Ali, N. Z., Nuss, J., Kremer, R. K., & Jansen, M. (2012). CsCoO2 Featuring a Novel Polyoxocobaltate(III) Anion Based on a Two-Dimensional Architecture of Interconnected Tetrahedra. Inorganic Chemistry, 51(22), 12336-12342.


Cite as: https://hdl.handle.net/21.11116/0000-000E-C407-D
Abstract
CsCoO2 has been prepared along the azide/nitrate route as a reddish black microcrystalline powder at 833 K According to single crystal X-ray analysis, the title compound crystallizes as a structure type novel for oxides (Cmca, Z = 8, a = 5.9841(1) angstrom, b = 12.2458(2) angstrom, c = 8.2650(1) angstrom).

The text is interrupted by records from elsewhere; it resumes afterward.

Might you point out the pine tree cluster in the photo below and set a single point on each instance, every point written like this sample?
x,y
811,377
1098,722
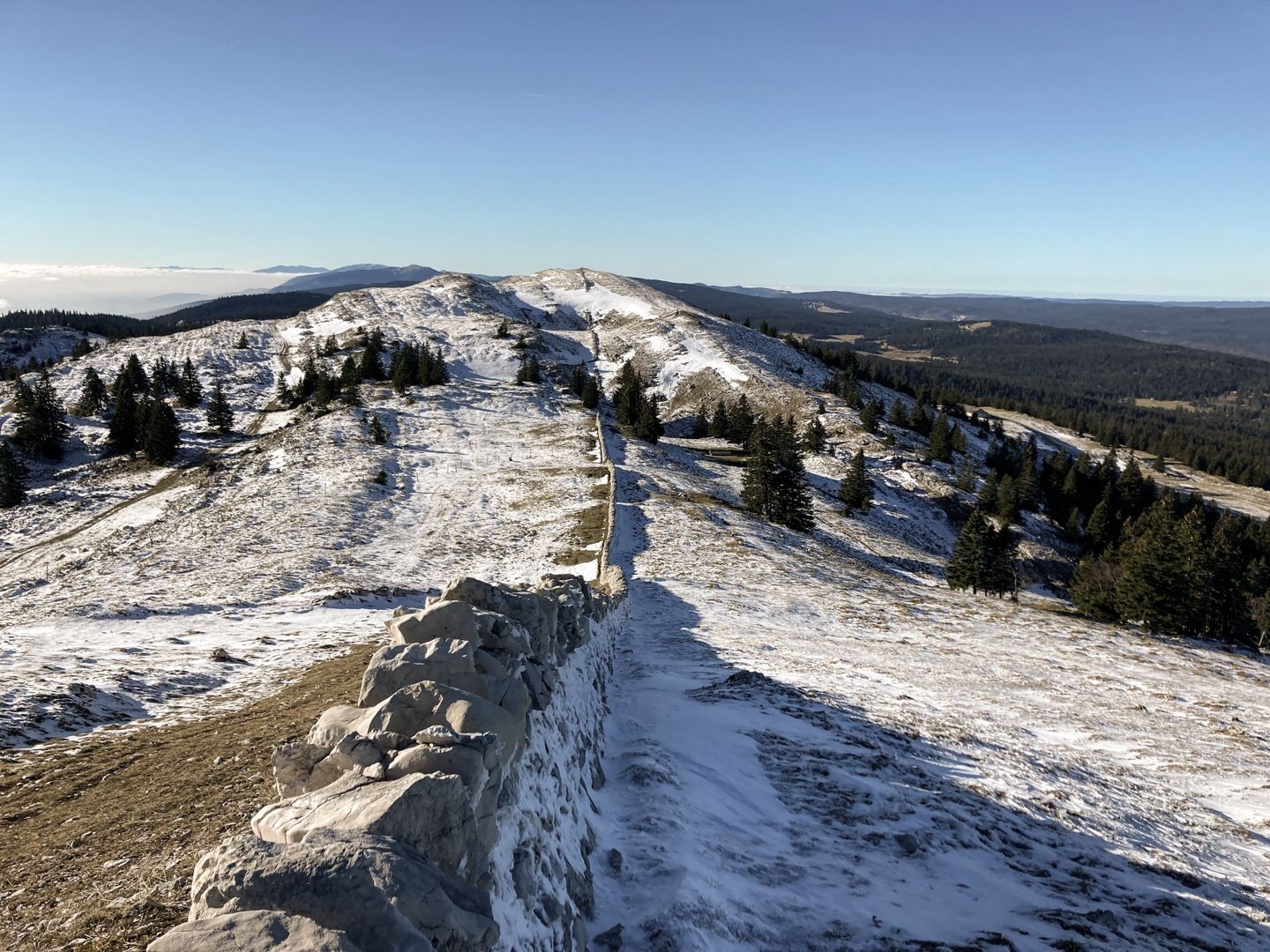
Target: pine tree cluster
x,y
585,386
42,427
983,557
773,485
635,407
733,421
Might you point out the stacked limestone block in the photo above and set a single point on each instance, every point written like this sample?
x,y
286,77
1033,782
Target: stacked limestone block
x,y
404,818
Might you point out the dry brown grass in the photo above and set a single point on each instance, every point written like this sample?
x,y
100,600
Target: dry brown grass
x,y
100,837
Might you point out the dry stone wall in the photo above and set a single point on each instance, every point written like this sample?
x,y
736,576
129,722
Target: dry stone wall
x,y
450,807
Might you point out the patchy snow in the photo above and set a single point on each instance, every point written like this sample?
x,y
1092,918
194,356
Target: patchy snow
x,y
814,747
1177,476
112,560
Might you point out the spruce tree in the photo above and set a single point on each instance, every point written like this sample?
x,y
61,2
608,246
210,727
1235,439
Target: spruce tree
x,y
719,424
970,554
123,435
814,438
648,427
773,485
94,398
741,421
13,478
591,392
190,391
966,475
1094,587
856,487
1152,587
136,375
530,371
220,417
41,427
700,424
870,415
159,432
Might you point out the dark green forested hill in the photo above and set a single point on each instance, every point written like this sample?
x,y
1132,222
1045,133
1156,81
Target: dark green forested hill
x,y
1091,381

The prominent features of the structure are pairs of edge linked CoO4 tetrahedra to form Co2O6 dimers, which are condensed by vertex sharing of the four remaining unshared oxygen atoms to form a two-dimensional architecture of a puckered polyoxyanion spreading along (010). Upon cooling, CsCoO2 undergoes a virtually second order phase transition at similar to 100 K leading to a systematic dovetail twin (C2/c). The magnetic susceptibilities show the dominance of antiferromagnetic interactions with a remarkably high Neel temperature of 430 K indicating a very strong antiferromagnetic superexchange between the Co3+ ions. The spin-exchange for CsCoO2 can be addressed as a set of strongly antiferromagnetically coupled quasi-one-dimensional chains, which are weakly coupled to neighboring chains by ferromagnetic interaction.